Teraz społeczeństwo z jednym głosem zwraca się do polityków, wyrażając jednomyślną wolę posiadania bezpośredniego dostępu do aborcji, zamiast przeprowadzania referendum na ten temat.
Amnesty International alarmuje:
Z niepokojem śledzimy próby Trzeciej Drogi zorganizowania referendum w sprawie aborcji, co może zagrażać fundamentalnym prawom, bezpieczeństwu i zdrowiu obywateli. Jednak z medycznego punktu widzenia i zgodnie z międzynarodowymi standardami praw człowieka, rządy mają obowiązek zapewnić obywatelkom dostęp do aborcji. Propozycje referendum wydają się jedynie próbą zaciemnienia rzeczywistych intencji polityków, a dodatkowo obawiamy się, że kampania związana z referendum mogłaby być źródłem dezinformacji i uprzedzeń, co stanowi niedopuszczalne zagrożenie w obecnej sytuacji politycznej w Polsce.
W tej sytuacji apelujemy do premiera Donalda Tuska oraz do polityków i polityczek Koalicji Obywatelskiej, aby nie popierali pomysłu referendum w sprawie aborcji. Społeczeństwo wezwano ich do aktywnego poparcia rzetelnej debaty nad rozwiązaniami, które zagwarantują godność wszystkim osobom mogącym zajść w ciążę.
75 argumentów przeciw referendum:
W petycji na stronie Amnesty International Polska, zawierającej 75 argumentów podkreślono konieczność zapewnienia bezpośredniego dostępu do aborcji. Obywatele zachęcają innych do dołączenia do apelu, poprzez podpisanie petycji, co stanowi wyraz wsparcia dla zapewnienia bezpieczeństwa i zdrowia każdej jednostki, zamiast angażowania się w referendum, które może prowadzić do manipulacji informacjami i wywoływania społecznych napięć.

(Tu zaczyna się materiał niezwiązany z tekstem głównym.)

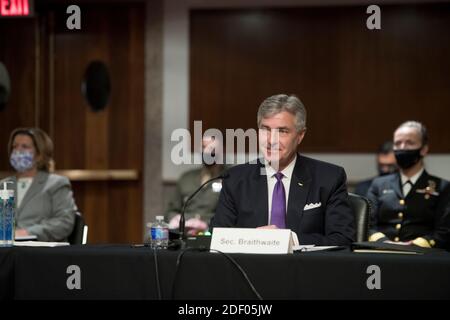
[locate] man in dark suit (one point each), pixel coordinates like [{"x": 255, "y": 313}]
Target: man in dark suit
[
  {"x": 386, "y": 164},
  {"x": 410, "y": 207},
  {"x": 316, "y": 205}
]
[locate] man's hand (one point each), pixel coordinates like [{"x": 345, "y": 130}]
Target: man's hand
[{"x": 193, "y": 225}]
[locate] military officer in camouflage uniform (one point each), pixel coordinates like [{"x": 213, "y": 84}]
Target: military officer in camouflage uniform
[{"x": 411, "y": 206}]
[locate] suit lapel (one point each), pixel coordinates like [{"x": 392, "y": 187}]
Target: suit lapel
[
  {"x": 261, "y": 207},
  {"x": 36, "y": 186},
  {"x": 421, "y": 183},
  {"x": 298, "y": 193},
  {"x": 397, "y": 185}
]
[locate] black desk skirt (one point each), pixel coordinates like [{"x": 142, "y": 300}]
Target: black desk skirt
[{"x": 125, "y": 272}]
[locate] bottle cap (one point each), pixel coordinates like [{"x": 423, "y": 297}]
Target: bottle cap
[{"x": 5, "y": 193}]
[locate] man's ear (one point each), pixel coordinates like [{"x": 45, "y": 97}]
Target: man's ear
[
  {"x": 424, "y": 150},
  {"x": 301, "y": 136}
]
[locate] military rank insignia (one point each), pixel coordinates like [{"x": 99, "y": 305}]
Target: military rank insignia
[{"x": 430, "y": 190}]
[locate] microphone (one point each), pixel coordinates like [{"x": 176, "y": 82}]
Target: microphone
[{"x": 182, "y": 217}]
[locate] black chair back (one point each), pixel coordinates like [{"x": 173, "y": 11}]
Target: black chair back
[{"x": 361, "y": 208}]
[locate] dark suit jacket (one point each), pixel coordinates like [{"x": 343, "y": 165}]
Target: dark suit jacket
[
  {"x": 363, "y": 187},
  {"x": 416, "y": 215},
  {"x": 243, "y": 202}
]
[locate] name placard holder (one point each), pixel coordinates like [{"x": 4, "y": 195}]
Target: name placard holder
[{"x": 246, "y": 240}]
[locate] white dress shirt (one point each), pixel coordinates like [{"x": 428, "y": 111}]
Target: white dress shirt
[
  {"x": 272, "y": 180},
  {"x": 408, "y": 186}
]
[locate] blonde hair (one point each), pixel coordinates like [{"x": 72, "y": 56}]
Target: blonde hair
[{"x": 42, "y": 143}]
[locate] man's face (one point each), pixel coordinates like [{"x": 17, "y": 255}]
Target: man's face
[
  {"x": 386, "y": 163},
  {"x": 408, "y": 138},
  {"x": 279, "y": 139},
  {"x": 210, "y": 150}
]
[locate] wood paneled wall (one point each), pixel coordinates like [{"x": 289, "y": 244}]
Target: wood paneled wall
[
  {"x": 357, "y": 85},
  {"x": 52, "y": 60}
]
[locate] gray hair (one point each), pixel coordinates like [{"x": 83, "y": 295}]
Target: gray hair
[
  {"x": 282, "y": 102},
  {"x": 419, "y": 127}
]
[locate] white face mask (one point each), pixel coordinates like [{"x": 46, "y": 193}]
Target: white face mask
[{"x": 22, "y": 160}]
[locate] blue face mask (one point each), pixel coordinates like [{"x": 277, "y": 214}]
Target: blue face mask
[{"x": 22, "y": 160}]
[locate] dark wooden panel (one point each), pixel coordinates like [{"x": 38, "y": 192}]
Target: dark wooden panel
[
  {"x": 357, "y": 85},
  {"x": 17, "y": 53},
  {"x": 109, "y": 139}
]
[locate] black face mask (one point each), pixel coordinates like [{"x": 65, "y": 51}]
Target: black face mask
[
  {"x": 387, "y": 169},
  {"x": 407, "y": 158}
]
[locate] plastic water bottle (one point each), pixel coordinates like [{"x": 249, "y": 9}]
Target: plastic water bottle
[
  {"x": 7, "y": 208},
  {"x": 160, "y": 233}
]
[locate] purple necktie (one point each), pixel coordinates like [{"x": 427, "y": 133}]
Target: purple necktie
[{"x": 278, "y": 216}]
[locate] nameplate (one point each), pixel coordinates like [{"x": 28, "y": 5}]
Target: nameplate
[{"x": 247, "y": 240}]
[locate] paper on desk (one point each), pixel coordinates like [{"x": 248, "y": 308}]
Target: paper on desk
[
  {"x": 40, "y": 244},
  {"x": 309, "y": 248}
]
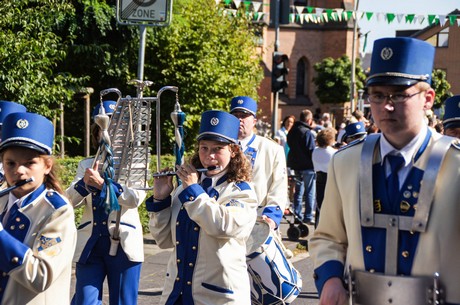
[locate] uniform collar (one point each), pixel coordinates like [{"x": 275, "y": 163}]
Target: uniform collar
[{"x": 407, "y": 152}]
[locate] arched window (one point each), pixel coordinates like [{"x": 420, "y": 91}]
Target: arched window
[{"x": 302, "y": 78}]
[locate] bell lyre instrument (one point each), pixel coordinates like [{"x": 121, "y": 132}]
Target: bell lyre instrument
[{"x": 125, "y": 141}]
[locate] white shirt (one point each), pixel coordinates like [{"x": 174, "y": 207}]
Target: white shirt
[
  {"x": 407, "y": 152},
  {"x": 321, "y": 157}
]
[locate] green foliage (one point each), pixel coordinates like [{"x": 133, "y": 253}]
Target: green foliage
[
  {"x": 30, "y": 52},
  {"x": 441, "y": 86},
  {"x": 334, "y": 77},
  {"x": 209, "y": 56}
]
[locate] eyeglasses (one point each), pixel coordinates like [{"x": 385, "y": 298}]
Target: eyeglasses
[
  {"x": 398, "y": 98},
  {"x": 241, "y": 115}
]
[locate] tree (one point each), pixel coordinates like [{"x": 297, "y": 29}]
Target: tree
[
  {"x": 209, "y": 55},
  {"x": 441, "y": 86},
  {"x": 30, "y": 51},
  {"x": 333, "y": 79}
]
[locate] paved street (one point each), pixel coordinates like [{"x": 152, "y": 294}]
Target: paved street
[{"x": 153, "y": 270}]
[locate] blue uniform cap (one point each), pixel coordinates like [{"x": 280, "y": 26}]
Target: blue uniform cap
[
  {"x": 243, "y": 104},
  {"x": 7, "y": 107},
  {"x": 401, "y": 61},
  {"x": 109, "y": 108},
  {"x": 452, "y": 112},
  {"x": 29, "y": 130},
  {"x": 219, "y": 126},
  {"x": 355, "y": 129}
]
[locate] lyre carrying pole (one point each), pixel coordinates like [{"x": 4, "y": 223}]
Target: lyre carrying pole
[{"x": 158, "y": 123}]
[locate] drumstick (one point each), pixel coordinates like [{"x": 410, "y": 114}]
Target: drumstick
[
  {"x": 19, "y": 184},
  {"x": 200, "y": 170}
]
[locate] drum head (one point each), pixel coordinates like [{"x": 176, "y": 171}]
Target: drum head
[{"x": 258, "y": 236}]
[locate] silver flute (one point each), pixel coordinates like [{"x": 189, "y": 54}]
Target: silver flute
[
  {"x": 20, "y": 183},
  {"x": 200, "y": 170}
]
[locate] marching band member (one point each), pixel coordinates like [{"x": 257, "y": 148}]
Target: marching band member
[
  {"x": 389, "y": 219},
  {"x": 6, "y": 108},
  {"x": 451, "y": 120},
  {"x": 93, "y": 261},
  {"x": 37, "y": 230},
  {"x": 207, "y": 219},
  {"x": 269, "y": 174}
]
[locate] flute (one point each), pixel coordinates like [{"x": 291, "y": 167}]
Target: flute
[
  {"x": 200, "y": 170},
  {"x": 19, "y": 184}
]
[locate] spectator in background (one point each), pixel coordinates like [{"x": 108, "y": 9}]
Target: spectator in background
[
  {"x": 321, "y": 157},
  {"x": 354, "y": 131},
  {"x": 451, "y": 120},
  {"x": 301, "y": 140},
  {"x": 281, "y": 134}
]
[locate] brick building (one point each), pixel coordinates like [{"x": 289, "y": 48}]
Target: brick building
[{"x": 305, "y": 44}]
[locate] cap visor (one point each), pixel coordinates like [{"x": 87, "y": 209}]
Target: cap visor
[
  {"x": 391, "y": 81},
  {"x": 23, "y": 144}
]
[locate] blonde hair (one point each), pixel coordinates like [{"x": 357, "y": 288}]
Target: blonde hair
[{"x": 239, "y": 168}]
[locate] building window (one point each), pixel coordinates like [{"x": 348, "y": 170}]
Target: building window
[
  {"x": 440, "y": 39},
  {"x": 302, "y": 78}
]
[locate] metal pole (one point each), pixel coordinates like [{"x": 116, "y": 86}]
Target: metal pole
[
  {"x": 353, "y": 59},
  {"x": 277, "y": 43},
  {"x": 140, "y": 67}
]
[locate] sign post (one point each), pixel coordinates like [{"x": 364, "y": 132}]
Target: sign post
[{"x": 144, "y": 13}]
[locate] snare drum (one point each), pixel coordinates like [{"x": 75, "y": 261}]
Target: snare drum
[{"x": 274, "y": 280}]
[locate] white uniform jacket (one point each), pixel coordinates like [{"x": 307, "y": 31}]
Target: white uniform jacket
[
  {"x": 37, "y": 246},
  {"x": 340, "y": 240},
  {"x": 269, "y": 176},
  {"x": 93, "y": 221},
  {"x": 208, "y": 234}
]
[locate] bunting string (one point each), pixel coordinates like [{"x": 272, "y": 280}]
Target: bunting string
[{"x": 309, "y": 14}]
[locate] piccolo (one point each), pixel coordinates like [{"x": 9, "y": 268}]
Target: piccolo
[
  {"x": 200, "y": 170},
  {"x": 19, "y": 184}
]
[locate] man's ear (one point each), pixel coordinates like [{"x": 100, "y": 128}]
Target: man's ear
[{"x": 430, "y": 95}]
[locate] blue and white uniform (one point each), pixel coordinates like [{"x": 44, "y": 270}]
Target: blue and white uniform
[
  {"x": 37, "y": 246},
  {"x": 208, "y": 232},
  {"x": 340, "y": 239},
  {"x": 94, "y": 263}
]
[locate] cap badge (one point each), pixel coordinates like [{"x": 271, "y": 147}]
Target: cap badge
[
  {"x": 22, "y": 124},
  {"x": 214, "y": 121},
  {"x": 386, "y": 53}
]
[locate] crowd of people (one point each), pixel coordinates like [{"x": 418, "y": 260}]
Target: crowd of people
[{"x": 379, "y": 188}]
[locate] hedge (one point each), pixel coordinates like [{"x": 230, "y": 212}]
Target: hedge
[{"x": 68, "y": 169}]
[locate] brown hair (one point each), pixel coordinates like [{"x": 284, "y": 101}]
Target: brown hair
[
  {"x": 326, "y": 137},
  {"x": 239, "y": 168}
]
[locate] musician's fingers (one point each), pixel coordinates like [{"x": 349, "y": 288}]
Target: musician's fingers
[{"x": 96, "y": 165}]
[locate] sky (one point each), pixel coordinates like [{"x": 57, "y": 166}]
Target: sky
[{"x": 378, "y": 29}]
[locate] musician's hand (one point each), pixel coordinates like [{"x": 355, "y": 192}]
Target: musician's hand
[
  {"x": 187, "y": 173},
  {"x": 333, "y": 293},
  {"x": 92, "y": 177},
  {"x": 162, "y": 186},
  {"x": 269, "y": 221}
]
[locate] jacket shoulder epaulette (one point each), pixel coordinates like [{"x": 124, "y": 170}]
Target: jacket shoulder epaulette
[
  {"x": 456, "y": 144},
  {"x": 243, "y": 186},
  {"x": 55, "y": 199},
  {"x": 351, "y": 144}
]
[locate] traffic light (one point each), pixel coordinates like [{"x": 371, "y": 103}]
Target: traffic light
[{"x": 279, "y": 72}]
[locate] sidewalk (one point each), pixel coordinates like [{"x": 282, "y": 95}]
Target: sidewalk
[{"x": 156, "y": 259}]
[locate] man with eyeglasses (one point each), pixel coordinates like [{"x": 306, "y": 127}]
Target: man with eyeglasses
[
  {"x": 451, "y": 120},
  {"x": 389, "y": 229},
  {"x": 269, "y": 175}
]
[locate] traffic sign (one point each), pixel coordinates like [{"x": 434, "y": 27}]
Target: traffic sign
[{"x": 147, "y": 12}]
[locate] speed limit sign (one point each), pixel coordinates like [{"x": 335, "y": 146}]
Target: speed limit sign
[{"x": 153, "y": 12}]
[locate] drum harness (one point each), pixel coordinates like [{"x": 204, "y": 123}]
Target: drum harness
[{"x": 371, "y": 288}]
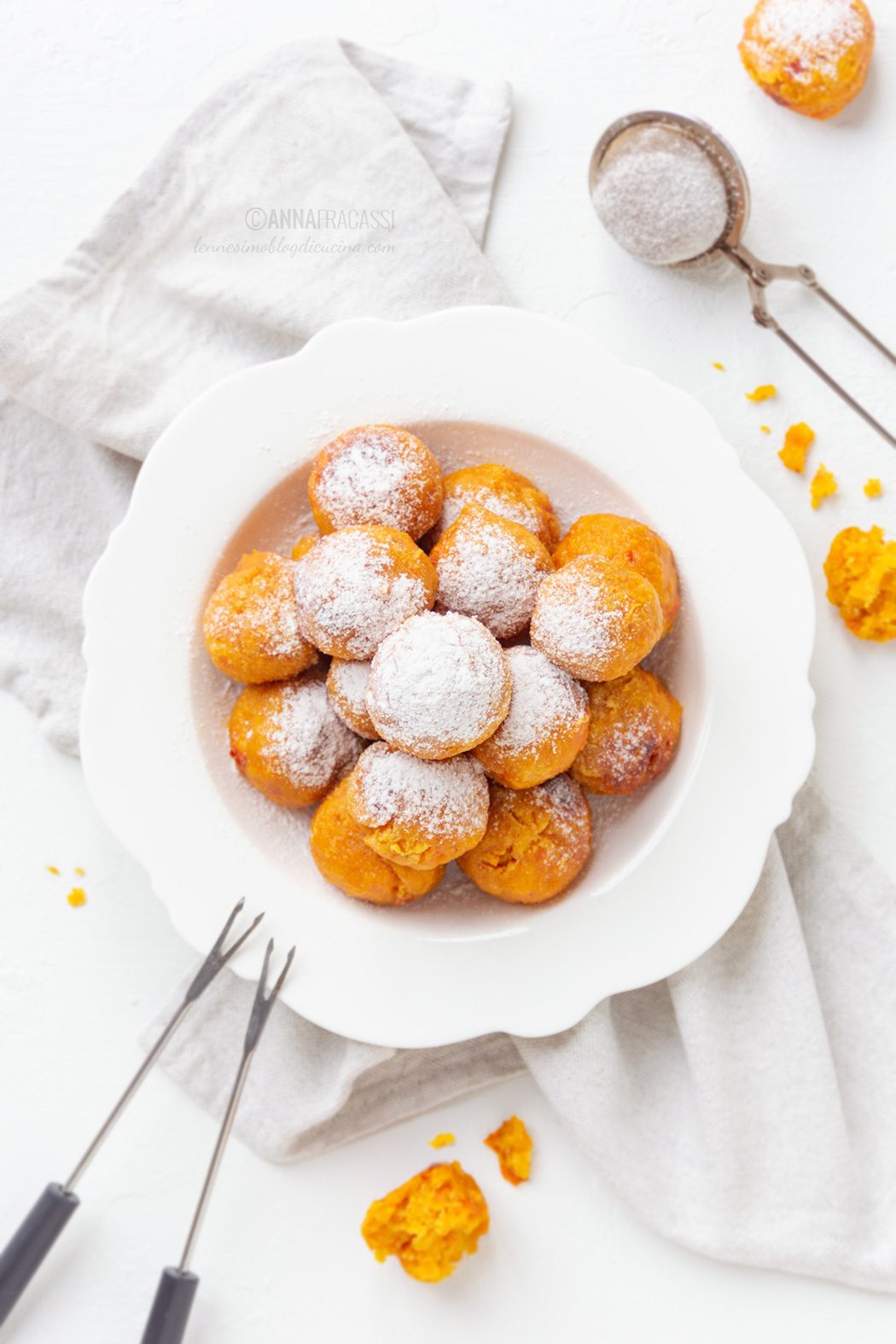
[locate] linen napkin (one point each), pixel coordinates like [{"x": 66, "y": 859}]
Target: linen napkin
[{"x": 743, "y": 1107}]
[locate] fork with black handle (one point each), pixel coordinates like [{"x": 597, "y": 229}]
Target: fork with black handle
[
  {"x": 177, "y": 1285},
  {"x": 32, "y": 1241}
]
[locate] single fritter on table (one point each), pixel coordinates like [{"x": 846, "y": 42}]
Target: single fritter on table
[
  {"x": 811, "y": 55},
  {"x": 428, "y": 1224}
]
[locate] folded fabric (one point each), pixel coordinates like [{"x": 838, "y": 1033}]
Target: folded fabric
[
  {"x": 743, "y": 1107},
  {"x": 179, "y": 287}
]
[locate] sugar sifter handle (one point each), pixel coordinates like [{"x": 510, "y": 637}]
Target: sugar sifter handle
[
  {"x": 30, "y": 1245},
  {"x": 171, "y": 1308},
  {"x": 759, "y": 276}
]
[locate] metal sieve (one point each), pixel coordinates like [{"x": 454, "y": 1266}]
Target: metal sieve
[{"x": 758, "y": 273}]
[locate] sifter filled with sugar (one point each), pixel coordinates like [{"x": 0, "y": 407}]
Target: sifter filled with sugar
[{"x": 672, "y": 191}]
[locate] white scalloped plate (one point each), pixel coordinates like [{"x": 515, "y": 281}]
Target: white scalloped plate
[{"x": 672, "y": 870}]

W obliczu toczących się dyskusji, społeczeństwo oczekuje, że politycy wysłuchają ich apelu i podejmą działania zgodne z wolą obywateli, zapewniając pełen dostęp do opieki zdrowotnej, w tym do aborcji. Jednomyślna postawa społeczeństwa staje się kluczowym elementem kształtowania odpowiedzialnej polityki w tym obszarze, dbając jednocześnie o poszanowanie praw i godności każdej jednostki.